De acordo com a Câmara de Dirigentes Lojistas de Itaporanga, através de seu presidente Junior Biu, os meses que tem aumento nos índices de inadimplência são os meses que antecipam o período das chuvas na região, principalmente os meses de janeiro a junho. Segundo ele, pelo menos até o mês de dezembro a situação deva se manter, por que a partir daí os bancos passam a liberar algum dinheiro para os produtores rurais, como o garantia safra, parte do décimo terceiro e empréstimos para as vendas do natal, refletindo ganhos extras para os produtores, já que esse ano a agricultura não gerou muita renda para esses trabalhadores.

(Produtor rural Manoel Marques / Foto: Junior Viriato)

O produtor rural Manoel Marques, de 51 anos, informou que tem uma dívida de R$ 20.000,00 com o Banco do Nordeste, ocasionada pelas perdas da lavoura em função da seca. Em sua propriedade, de 30 hectares, dedicada à produção de milho, feijão e leite, a seca não permitiu a produção de sementes e insumos que representariam ganhos de R$ 8.000,00, que deveriam ter sido utilizados para pagar a dívida com o banco em 25 de abril desse ano. Além disso, até o final do mês, ele terá que desembolsar R$ 2.000,00 referente ao custeio pecuário.  “A minha expectativa era fazer o pagamento com o que ganhasse com a venda do milho e com o leite, mas não deu nada e a produção de leite teve uma queda de 60% com a diminuição da pastagem. Estou preocupado.”, desabafa o agricultor.

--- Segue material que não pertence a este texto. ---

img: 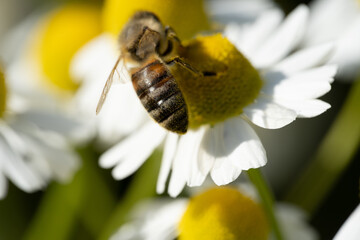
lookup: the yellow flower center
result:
[171,34,263,128]
[0,68,6,117]
[179,187,269,240]
[35,4,101,90]
[103,0,209,39]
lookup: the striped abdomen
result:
[131,59,189,134]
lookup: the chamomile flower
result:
[304,0,360,81]
[0,65,80,199]
[2,3,101,142]
[111,187,317,240]
[95,5,336,197]
[71,0,209,145]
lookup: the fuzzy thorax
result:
[103,0,210,39]
[179,187,269,240]
[171,34,263,128]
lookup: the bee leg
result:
[166,57,204,77]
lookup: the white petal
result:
[272,43,334,75]
[140,199,188,240]
[197,124,219,174]
[0,132,45,192]
[224,117,267,170]
[168,130,198,197]
[99,122,166,175]
[211,156,241,186]
[250,5,309,68]
[334,205,360,240]
[228,9,284,58]
[156,133,179,194]
[262,65,337,99]
[244,98,297,129]
[187,127,213,187]
[112,123,166,180]
[0,172,8,200]
[205,0,274,22]
[276,99,331,118]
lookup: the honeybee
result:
[96,11,202,134]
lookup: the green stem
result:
[285,79,360,214]
[247,169,284,240]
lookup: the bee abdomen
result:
[132,60,188,134]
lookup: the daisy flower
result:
[94,5,336,197]
[0,65,80,199]
[110,187,318,240]
[1,4,101,142]
[304,0,360,81]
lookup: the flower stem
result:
[247,169,284,240]
[285,79,360,214]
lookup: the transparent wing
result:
[96,56,130,114]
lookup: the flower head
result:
[95,6,336,196]
[71,5,336,196]
[111,187,317,240]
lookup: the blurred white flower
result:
[88,6,336,196]
[0,67,80,199]
[110,186,318,240]
[334,205,360,240]
[304,0,360,81]
[1,4,101,143]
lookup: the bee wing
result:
[96,56,130,114]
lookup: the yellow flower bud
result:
[179,187,269,240]
[34,4,101,90]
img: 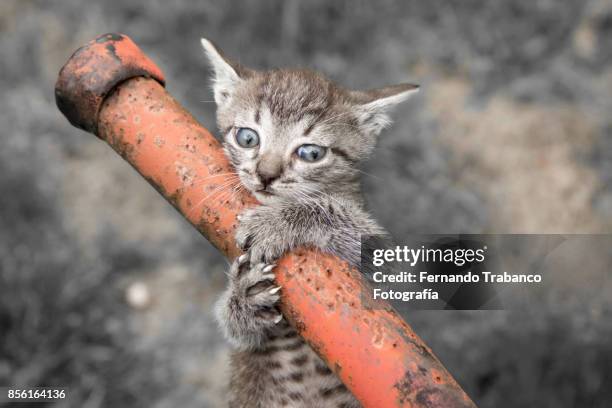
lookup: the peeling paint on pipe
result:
[55,34,475,408]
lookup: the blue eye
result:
[236,128,259,149]
[295,145,327,162]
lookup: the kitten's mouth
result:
[255,189,274,197]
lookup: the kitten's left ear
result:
[351,84,419,136]
[200,38,251,106]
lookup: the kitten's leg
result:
[215,254,282,350]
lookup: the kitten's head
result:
[202,39,418,204]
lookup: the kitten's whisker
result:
[192,172,238,186]
[189,180,240,215]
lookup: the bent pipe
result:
[55,34,475,408]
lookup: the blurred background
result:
[0,0,612,407]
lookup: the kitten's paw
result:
[216,254,282,348]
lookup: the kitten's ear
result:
[200,38,250,106]
[351,84,419,136]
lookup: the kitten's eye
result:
[295,145,327,162]
[236,128,259,149]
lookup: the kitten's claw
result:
[216,253,282,347]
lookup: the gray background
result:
[0,0,612,407]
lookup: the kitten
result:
[202,39,418,408]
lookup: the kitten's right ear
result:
[200,38,250,106]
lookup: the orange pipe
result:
[56,34,475,408]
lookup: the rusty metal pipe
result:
[55,34,475,408]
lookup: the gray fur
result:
[202,36,418,408]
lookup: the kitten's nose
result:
[257,156,282,188]
[257,173,279,189]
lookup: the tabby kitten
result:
[202,39,418,408]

Conforme a comerciante Claudinete dos Santos, de 31anos, que possui uma loja de confecções no centro da cidade de Itaporanga, a expectativa é que até o final do ano a situação com clientes inadimplentes seja regularizada em pelo menos 60% dos atrasados, que poderão contribuir para a manutenção dos pagamentos com seus fornecedores em dias. Além disso, a empresária afirma que essa regularização é importante para que a loja possa continuar com seu capital de giro e que não passe a realizar demissões, já que cerca de oito funcionários dependem da oferta de emprego oferecida pelo seu estabelecimento comercial.